I’ll try to explain what an MVP could look like, but I think this is not fully thought through and could use further improvement (potentially also has some flaws). The goal is to have a starting point for artificial sandwiching so one can iterate on ideas, and not fully investigate the whole sandwiching problem.
Chess: We are defining 3 models, the expert model E, the (human equivalent) weak model H and the strong but misaligned assistant model A. The goal is for H to leverage the misaligned assistant A to reach the performance of the expert E. The way that H is allowed to improve, is by playing against itself and being allowed to query A. We can then record the self-play games to create a new corpus that we can then finetune H on. The big difference between self-play with MCTS and this case is, that here we will only improve if the data we generate has any additional signal that helps us learn something new. Thus if H would just play against itself and be fine-tuned on the generated data, it wouldn’t be able to improve and achieve expert performance. If we however leverage an assistant A that “appears to have the skills and knowledge needed to solve the task better than many humans”, we can improve H.
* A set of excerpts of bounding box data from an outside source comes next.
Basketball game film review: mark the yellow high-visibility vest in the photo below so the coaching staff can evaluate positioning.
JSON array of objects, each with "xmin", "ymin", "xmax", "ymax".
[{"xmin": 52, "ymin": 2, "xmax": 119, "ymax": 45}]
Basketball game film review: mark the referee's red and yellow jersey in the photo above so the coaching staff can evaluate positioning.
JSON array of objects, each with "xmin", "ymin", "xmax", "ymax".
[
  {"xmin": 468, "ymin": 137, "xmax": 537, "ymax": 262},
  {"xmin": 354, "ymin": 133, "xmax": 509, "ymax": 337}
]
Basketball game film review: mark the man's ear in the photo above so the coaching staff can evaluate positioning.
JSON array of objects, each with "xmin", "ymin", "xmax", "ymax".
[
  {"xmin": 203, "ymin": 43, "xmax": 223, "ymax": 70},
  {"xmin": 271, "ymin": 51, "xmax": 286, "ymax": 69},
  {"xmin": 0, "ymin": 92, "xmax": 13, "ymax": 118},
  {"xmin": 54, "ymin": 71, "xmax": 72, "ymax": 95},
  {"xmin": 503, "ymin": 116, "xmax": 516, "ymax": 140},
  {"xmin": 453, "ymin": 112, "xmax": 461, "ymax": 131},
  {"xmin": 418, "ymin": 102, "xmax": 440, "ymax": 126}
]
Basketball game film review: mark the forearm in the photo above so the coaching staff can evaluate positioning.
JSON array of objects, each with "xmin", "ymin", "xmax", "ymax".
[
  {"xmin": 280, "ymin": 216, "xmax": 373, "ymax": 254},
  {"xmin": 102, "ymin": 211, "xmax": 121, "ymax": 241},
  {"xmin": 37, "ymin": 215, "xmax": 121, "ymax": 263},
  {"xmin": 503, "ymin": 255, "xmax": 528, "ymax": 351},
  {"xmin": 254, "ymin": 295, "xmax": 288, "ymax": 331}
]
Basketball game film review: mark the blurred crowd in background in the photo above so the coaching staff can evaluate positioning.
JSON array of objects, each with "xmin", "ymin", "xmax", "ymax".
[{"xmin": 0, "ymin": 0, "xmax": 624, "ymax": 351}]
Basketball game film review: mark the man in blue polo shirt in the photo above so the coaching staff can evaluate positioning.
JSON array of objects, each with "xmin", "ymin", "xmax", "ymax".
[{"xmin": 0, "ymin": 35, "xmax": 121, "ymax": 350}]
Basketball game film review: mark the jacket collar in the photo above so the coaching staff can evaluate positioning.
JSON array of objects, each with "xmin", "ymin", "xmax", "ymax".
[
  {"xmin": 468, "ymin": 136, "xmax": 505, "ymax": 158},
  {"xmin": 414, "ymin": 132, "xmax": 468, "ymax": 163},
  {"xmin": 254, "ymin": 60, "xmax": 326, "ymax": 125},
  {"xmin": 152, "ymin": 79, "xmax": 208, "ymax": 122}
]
To train E for good performance I would take a model with a reasonable number of parameters M and just fine-tune on a human data Corpus with Z samples for k iterations. You define the assistant A as: “A model that appears to have the skills and knowledge needed to solve the task better than many humans, but that does not reliably do so when prompted.” This implies that the assistant should in principle be better than the weak model H, but since it is misaligned at the same time, the actual performance might be weaker (at least sometimes). The challenge is now that in terms of performance, the expert E should be better than the misaligned assistant A, who at least sometimes should be better than the weak model H. I thus propose that A is a copy of E, with some kind of artificial misalignment added on top. This implies that A is a strong player and that it “has the skills and knowledge needed to solve the task better than many humans, but does not reliably do so when prompted”. I further propose that H has the same number of parameters as E and A, i.e. M, but that it is trained on a smaller corpus of Y samples, where Y<Z or for fewer iterations j where j<k (or even both). This implies that in principle H has enough capacity to reach the performance of E, but that in the current state it is weaker.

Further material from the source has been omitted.